Les marins qu’il m’avait attribués étaient manifestement ceux qu’il croyait les moins capables d’exploits lorsque notre troupe de va-nu-pieds en viendrait à l’action. Sur dix, six étaient des femmes, toutes bien plus petites et moins musclées que Gunnie. Trois des quatre hommes avaient une taille en dessous de la moyenne, et, s’ils n’étaient pas réellement vieux, aucun n’était de la première jeunesse ; j’étais le quatrième et le seul à posséder une arme un peu plus redoutable qu’un couteau de travail ou une barre à mine. Sur l’ordre de Sidero, nous restâmes à une dizaine d’encablures de l’arrière du gros des troupes.

Si je l’avais pu, j’aurais conduit mes neufs soldats, car je ne souhaitais qu’une chose : que celles de ces pauvres créatures qui souhaitaient déserter pussent le faire. J’en étais incapable ; les couleurs et les formes changeantes du vaisseau, la lumière qui semblait flotter à l’intérieur, tout me mettait dans un état de stupéfaction émerveillée. Je pouvais perdre le contact avec Sidero et l’avant-garde à tout moment ; pour pallier cela, je mis en tête de notre groupe celui des marins qui me parut le plus solide, lui disant à quelle distance se maintenir, laissant les autres traîner derrière comme ils l’entendaient. Je dois admettre m’être interrogé sur le point de savoir si nous nous rendrions compte ou non de ce qui se passait, au cas où l’avant-garde entrerait en contact avec l’ennemi.

Ce ne fut pas le cas, et nous le sûmes tout de suite.

Regardant en avant de notre guide, je vis quelque chose bondir dans mon champ visuel en brandissant un couteau à nombreuses lames qui tourbillonnait, quelque chose qui nous sauta dessus avec la démarche lourde et chaloupée du thylacosmil.

Je n’en ai aucun souvenir, mais il est possible que la blessure de mon bras brûlé ait ralenti ma main ; le temps que je dégage le pistolet de son étui, le gabier fonçait par-dessus le corps du malheureux marin. Je n’avais pas augmenté le réglage de l’arme, mais Sidero avait dû le faire ; la décharge d’énergie qui toucha le gabier le mit littéralement en pièces, des fragments de chair volant dans tous les sens comme un troupeau pris de panique qui se débande.
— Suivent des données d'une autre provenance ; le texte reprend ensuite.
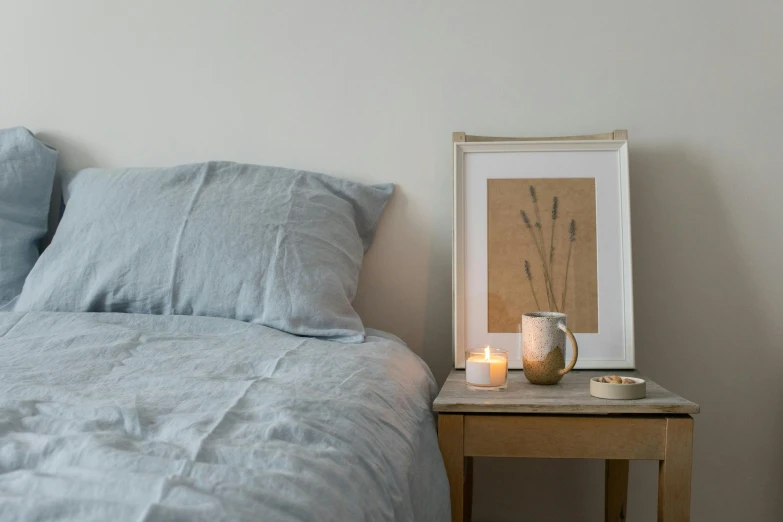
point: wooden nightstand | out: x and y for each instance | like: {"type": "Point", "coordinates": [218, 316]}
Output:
{"type": "Point", "coordinates": [565, 421]}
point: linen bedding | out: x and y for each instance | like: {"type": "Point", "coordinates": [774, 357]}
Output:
{"type": "Point", "coordinates": [117, 417]}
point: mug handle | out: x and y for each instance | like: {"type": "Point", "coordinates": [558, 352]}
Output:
{"type": "Point", "coordinates": [576, 349]}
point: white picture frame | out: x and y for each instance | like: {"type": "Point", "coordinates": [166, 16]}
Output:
{"type": "Point", "coordinates": [475, 162]}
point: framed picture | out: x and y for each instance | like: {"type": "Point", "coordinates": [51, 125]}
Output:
{"type": "Point", "coordinates": [543, 225]}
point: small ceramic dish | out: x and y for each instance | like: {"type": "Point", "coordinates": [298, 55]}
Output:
{"type": "Point", "coordinates": [604, 390]}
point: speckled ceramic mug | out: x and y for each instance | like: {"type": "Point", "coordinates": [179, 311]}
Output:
{"type": "Point", "coordinates": [543, 347]}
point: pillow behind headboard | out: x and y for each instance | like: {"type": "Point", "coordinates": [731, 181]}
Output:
{"type": "Point", "coordinates": [267, 245]}
{"type": "Point", "coordinates": [26, 176]}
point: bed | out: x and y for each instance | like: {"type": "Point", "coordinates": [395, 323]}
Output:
{"type": "Point", "coordinates": [186, 349]}
{"type": "Point", "coordinates": [141, 417]}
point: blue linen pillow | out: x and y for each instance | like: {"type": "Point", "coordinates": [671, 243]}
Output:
{"type": "Point", "coordinates": [26, 176]}
{"type": "Point", "coordinates": [267, 245]}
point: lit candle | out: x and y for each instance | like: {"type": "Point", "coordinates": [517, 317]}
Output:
{"type": "Point", "coordinates": [486, 369]}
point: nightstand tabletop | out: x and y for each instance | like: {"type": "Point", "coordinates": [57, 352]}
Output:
{"type": "Point", "coordinates": [570, 396]}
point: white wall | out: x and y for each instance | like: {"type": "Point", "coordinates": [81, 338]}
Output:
{"type": "Point", "coordinates": [372, 90]}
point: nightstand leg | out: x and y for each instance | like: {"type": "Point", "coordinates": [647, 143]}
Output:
{"type": "Point", "coordinates": [616, 491]}
{"type": "Point", "coordinates": [468, 500]}
{"type": "Point", "coordinates": [674, 472]}
{"type": "Point", "coordinates": [450, 438]}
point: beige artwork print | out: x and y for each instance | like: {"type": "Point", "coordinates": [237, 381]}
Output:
{"type": "Point", "coordinates": [562, 266]}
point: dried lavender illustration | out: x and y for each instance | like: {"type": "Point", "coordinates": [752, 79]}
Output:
{"type": "Point", "coordinates": [547, 258]}
{"type": "Point", "coordinates": [530, 280]}
{"type": "Point", "coordinates": [571, 239]}
{"type": "Point", "coordinates": [550, 296]}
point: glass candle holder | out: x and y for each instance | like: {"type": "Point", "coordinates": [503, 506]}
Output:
{"type": "Point", "coordinates": [486, 369]}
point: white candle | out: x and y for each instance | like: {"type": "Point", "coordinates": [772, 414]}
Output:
{"type": "Point", "coordinates": [486, 370]}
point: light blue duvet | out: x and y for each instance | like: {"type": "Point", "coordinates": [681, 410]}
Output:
{"type": "Point", "coordinates": [113, 417]}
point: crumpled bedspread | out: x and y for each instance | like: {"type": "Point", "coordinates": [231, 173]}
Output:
{"type": "Point", "coordinates": [113, 417]}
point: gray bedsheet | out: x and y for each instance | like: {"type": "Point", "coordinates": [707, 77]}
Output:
{"type": "Point", "coordinates": [137, 417]}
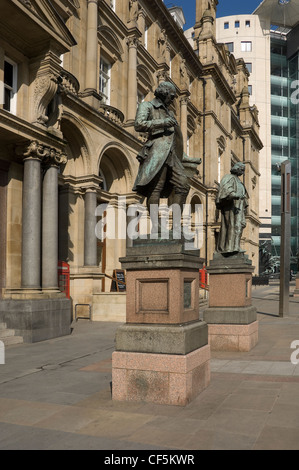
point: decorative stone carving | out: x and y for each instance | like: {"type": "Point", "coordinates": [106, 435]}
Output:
{"type": "Point", "coordinates": [48, 155]}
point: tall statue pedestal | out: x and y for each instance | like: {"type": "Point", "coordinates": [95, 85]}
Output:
{"type": "Point", "coordinates": [162, 353]}
{"type": "Point", "coordinates": [231, 318]}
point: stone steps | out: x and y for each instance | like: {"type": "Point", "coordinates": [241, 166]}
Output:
{"type": "Point", "coordinates": [7, 335]}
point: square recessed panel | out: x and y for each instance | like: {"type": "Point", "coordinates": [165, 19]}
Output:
{"type": "Point", "coordinates": [152, 296]}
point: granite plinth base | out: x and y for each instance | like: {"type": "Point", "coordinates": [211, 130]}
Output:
{"type": "Point", "coordinates": [38, 319]}
{"type": "Point", "coordinates": [164, 379]}
{"type": "Point", "coordinates": [235, 338]}
{"type": "Point", "coordinates": [231, 318]}
{"type": "Point", "coordinates": [162, 339]}
{"type": "Point", "coordinates": [230, 315]}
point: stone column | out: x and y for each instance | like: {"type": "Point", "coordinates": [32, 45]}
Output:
{"type": "Point", "coordinates": [132, 79]}
{"type": "Point", "coordinates": [184, 125]}
{"type": "Point", "coordinates": [141, 23]}
{"type": "Point", "coordinates": [4, 167]}
{"type": "Point", "coordinates": [91, 70]}
{"type": "Point", "coordinates": [31, 218]}
{"type": "Point", "coordinates": [50, 228]}
{"type": "Point", "coordinates": [90, 239]}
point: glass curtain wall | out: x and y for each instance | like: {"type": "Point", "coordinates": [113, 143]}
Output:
{"type": "Point", "coordinates": [284, 139]}
{"type": "Point", "coordinates": [294, 153]}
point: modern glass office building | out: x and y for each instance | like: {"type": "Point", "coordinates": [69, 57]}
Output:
{"type": "Point", "coordinates": [274, 67]}
{"type": "Point", "coordinates": [284, 132]}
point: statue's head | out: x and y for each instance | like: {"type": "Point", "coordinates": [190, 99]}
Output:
{"type": "Point", "coordinates": [238, 169]}
{"type": "Point", "coordinates": [166, 92]}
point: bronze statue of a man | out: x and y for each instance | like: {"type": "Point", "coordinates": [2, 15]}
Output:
{"type": "Point", "coordinates": [161, 170]}
{"type": "Point", "coordinates": [232, 201]}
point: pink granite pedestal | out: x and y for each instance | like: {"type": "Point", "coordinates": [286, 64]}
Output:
{"type": "Point", "coordinates": [231, 318]}
{"type": "Point", "coordinates": [165, 379]}
{"type": "Point", "coordinates": [162, 354]}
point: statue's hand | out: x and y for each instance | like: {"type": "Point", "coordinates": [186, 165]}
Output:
{"type": "Point", "coordinates": [170, 122]}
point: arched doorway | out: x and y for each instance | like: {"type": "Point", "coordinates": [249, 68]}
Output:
{"type": "Point", "coordinates": [116, 173]}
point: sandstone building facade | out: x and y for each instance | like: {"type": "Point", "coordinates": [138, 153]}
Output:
{"type": "Point", "coordinates": [72, 73]}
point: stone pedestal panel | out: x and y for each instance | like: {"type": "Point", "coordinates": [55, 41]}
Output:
{"type": "Point", "coordinates": [162, 296]}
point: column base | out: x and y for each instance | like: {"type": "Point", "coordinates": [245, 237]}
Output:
{"type": "Point", "coordinates": [235, 338]}
{"type": "Point", "coordinates": [164, 379]}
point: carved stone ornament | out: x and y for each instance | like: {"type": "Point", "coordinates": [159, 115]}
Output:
{"type": "Point", "coordinates": [41, 152]}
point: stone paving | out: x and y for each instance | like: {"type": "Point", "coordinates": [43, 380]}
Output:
{"type": "Point", "coordinates": [56, 395]}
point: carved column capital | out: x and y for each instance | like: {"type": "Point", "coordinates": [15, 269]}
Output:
{"type": "Point", "coordinates": [133, 42]}
{"type": "Point", "coordinates": [39, 151]}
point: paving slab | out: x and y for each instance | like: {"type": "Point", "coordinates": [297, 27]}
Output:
{"type": "Point", "coordinates": [56, 394]}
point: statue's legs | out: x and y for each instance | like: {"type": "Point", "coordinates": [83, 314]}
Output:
{"type": "Point", "coordinates": [153, 199]}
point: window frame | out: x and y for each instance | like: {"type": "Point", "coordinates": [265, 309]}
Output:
{"type": "Point", "coordinates": [246, 44]}
{"type": "Point", "coordinates": [12, 89]}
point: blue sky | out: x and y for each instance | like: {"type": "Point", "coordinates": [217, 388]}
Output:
{"type": "Point", "coordinates": [225, 8]}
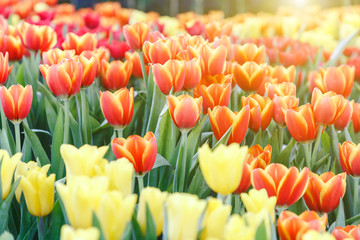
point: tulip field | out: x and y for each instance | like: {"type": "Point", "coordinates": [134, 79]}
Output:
{"type": "Point", "coordinates": [123, 124]}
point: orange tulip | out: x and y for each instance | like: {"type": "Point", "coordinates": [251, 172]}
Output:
{"type": "Point", "coordinates": [115, 75]}
{"type": "Point", "coordinates": [136, 35]}
{"type": "Point", "coordinates": [301, 123]}
{"type": "Point", "coordinates": [141, 152]}
{"type": "Point", "coordinates": [292, 226]}
{"type": "Point", "coordinates": [348, 232]}
{"type": "Point", "coordinates": [118, 107]}
{"type": "Point", "coordinates": [281, 105]}
{"type": "Point", "coordinates": [287, 184]}
{"type": "Point", "coordinates": [249, 76]}
{"type": "Point", "coordinates": [82, 43]}
{"type": "Point", "coordinates": [325, 191]}
{"type": "Point", "coordinates": [185, 111]}
{"type": "Point", "coordinates": [4, 68]}
{"type": "Point", "coordinates": [222, 118]}
{"type": "Point", "coordinates": [337, 79]}
{"type": "Point", "coordinates": [248, 52]}
{"type": "Point", "coordinates": [63, 79]}
{"type": "Point", "coordinates": [261, 111]}
{"type": "Point", "coordinates": [280, 89]}
{"type": "Point", "coordinates": [37, 38]}
{"type": "Point", "coordinates": [16, 101]}
{"type": "Point", "coordinates": [349, 157]}
{"type": "Point", "coordinates": [56, 55]}
{"type": "Point", "coordinates": [170, 75]}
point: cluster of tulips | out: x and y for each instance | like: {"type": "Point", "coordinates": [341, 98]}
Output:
{"type": "Point", "coordinates": [128, 125]}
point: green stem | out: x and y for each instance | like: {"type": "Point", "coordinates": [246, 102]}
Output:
{"type": "Point", "coordinates": [17, 137]}
{"type": "Point", "coordinates": [67, 120]}
{"type": "Point", "coordinates": [317, 142]}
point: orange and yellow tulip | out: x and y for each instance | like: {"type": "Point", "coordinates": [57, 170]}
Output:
{"type": "Point", "coordinates": [82, 43]}
{"type": "Point", "coordinates": [37, 38]}
{"type": "Point", "coordinates": [115, 75]}
{"type": "Point", "coordinates": [337, 79]}
{"type": "Point", "coordinates": [292, 226]}
{"type": "Point", "coordinates": [261, 111]}
{"type": "Point", "coordinates": [222, 118]}
{"type": "Point", "coordinates": [301, 123]}
{"type": "Point", "coordinates": [16, 101]}
{"type": "Point", "coordinates": [287, 184]}
{"type": "Point", "coordinates": [63, 79]}
{"type": "Point", "coordinates": [118, 107]}
{"type": "Point", "coordinates": [141, 152]}
{"type": "Point", "coordinates": [170, 75]}
{"type": "Point", "coordinates": [136, 35]}
{"type": "Point", "coordinates": [185, 111]}
{"type": "Point", "coordinates": [324, 192]}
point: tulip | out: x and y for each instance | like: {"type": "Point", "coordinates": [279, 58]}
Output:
{"type": "Point", "coordinates": [155, 200]}
{"type": "Point", "coordinates": [280, 89]}
{"type": "Point", "coordinates": [183, 214]}
{"type": "Point", "coordinates": [222, 168]}
{"type": "Point", "coordinates": [349, 157]}
{"type": "Point", "coordinates": [249, 76]}
{"type": "Point", "coordinates": [114, 213]}
{"type": "Point", "coordinates": [56, 55]}
{"type": "Point", "coordinates": [16, 101]}
{"type": "Point", "coordinates": [287, 184]}
{"type": "Point", "coordinates": [337, 79]}
{"type": "Point", "coordinates": [63, 79]}
{"type": "Point", "coordinates": [261, 111]}
{"type": "Point", "coordinates": [82, 43]}
{"type": "Point", "coordinates": [170, 75]}
{"type": "Point", "coordinates": [257, 200]}
{"type": "Point", "coordinates": [38, 189]}
{"type": "Point", "coordinates": [4, 68]}
{"type": "Point", "coordinates": [324, 192]}
{"type": "Point", "coordinates": [185, 111]}
{"type": "Point", "coordinates": [291, 226]}
{"type": "Point", "coordinates": [301, 123]}
{"type": "Point", "coordinates": [348, 232]}
{"type": "Point", "coordinates": [8, 165]}
{"type": "Point", "coordinates": [281, 105]}
{"type": "Point", "coordinates": [37, 38]}
{"type": "Point", "coordinates": [81, 197]}
{"type": "Point", "coordinates": [136, 34]}
{"type": "Point", "coordinates": [115, 75]}
{"type": "Point", "coordinates": [118, 107]}
{"type": "Point", "coordinates": [215, 218]}
{"type": "Point", "coordinates": [141, 152]}
{"type": "Point", "coordinates": [248, 52]}
{"type": "Point", "coordinates": [221, 118]}
{"type": "Point", "coordinates": [69, 233]}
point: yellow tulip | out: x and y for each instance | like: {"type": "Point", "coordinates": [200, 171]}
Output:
{"type": "Point", "coordinates": [81, 196]}
{"type": "Point", "coordinates": [114, 212]}
{"type": "Point", "coordinates": [236, 228]}
{"type": "Point", "coordinates": [85, 161]}
{"type": "Point", "coordinates": [8, 167]}
{"type": "Point", "coordinates": [23, 170]}
{"type": "Point", "coordinates": [222, 168]}
{"type": "Point", "coordinates": [183, 215]}
{"type": "Point", "coordinates": [155, 199]}
{"type": "Point", "coordinates": [312, 234]}
{"type": "Point", "coordinates": [215, 218]}
{"type": "Point", "coordinates": [69, 233]}
{"type": "Point", "coordinates": [256, 200]}
{"type": "Point", "coordinates": [38, 189]}
{"type": "Point", "coordinates": [120, 174]}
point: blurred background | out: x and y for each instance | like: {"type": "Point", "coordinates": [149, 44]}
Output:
{"type": "Point", "coordinates": [230, 7]}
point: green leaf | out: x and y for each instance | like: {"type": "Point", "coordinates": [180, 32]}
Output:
{"type": "Point", "coordinates": [36, 146]}
{"type": "Point", "coordinates": [57, 140]}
Il n’y avait pas le temps de savourer cette victoire, encore moins de venir en aide à notre guide qui gisait à mes pieds, noyant de sang le multilames du gabier. À peine avais-je eu le temps de me pencher sur lui pour examiner sa blessure que d’autres gabiers surgissaient d’une galerie adjacente. Je fis feu par cinq fois, aussi vite que je pouvais presser la détente.

Un éclair de feu jaillit d’un contus ou d’une lance de guerre, ronflant comme un fourneau, et éclaboussa d’une lumière bleue la coursive derrière moi. Je me tournai et courus aussi vite que me le permettait ma mauvaise jambe sur une cinquantaine de coudées, entraînant derrière moi ce qui restait de ma troupe. Tout en fuyant, nous entendîmes les gabiers attaquer l’arrière du corps principal.

Trois d’entre eux nous poursuivirent. Je les abattis et distribuai leurs armes – deux lances et une vouge – à des marins qui déclarèrent savoir s’en servir. Nous repartîmes vivement de l’avant, passâmes une douzaine ou plus de cadavres, des gabiers, mais aussi des hommes de Sidero.

Le sifflement du vent s’éleva derrière nous, arrachant presque de mon dos ma chemise en lambeaux.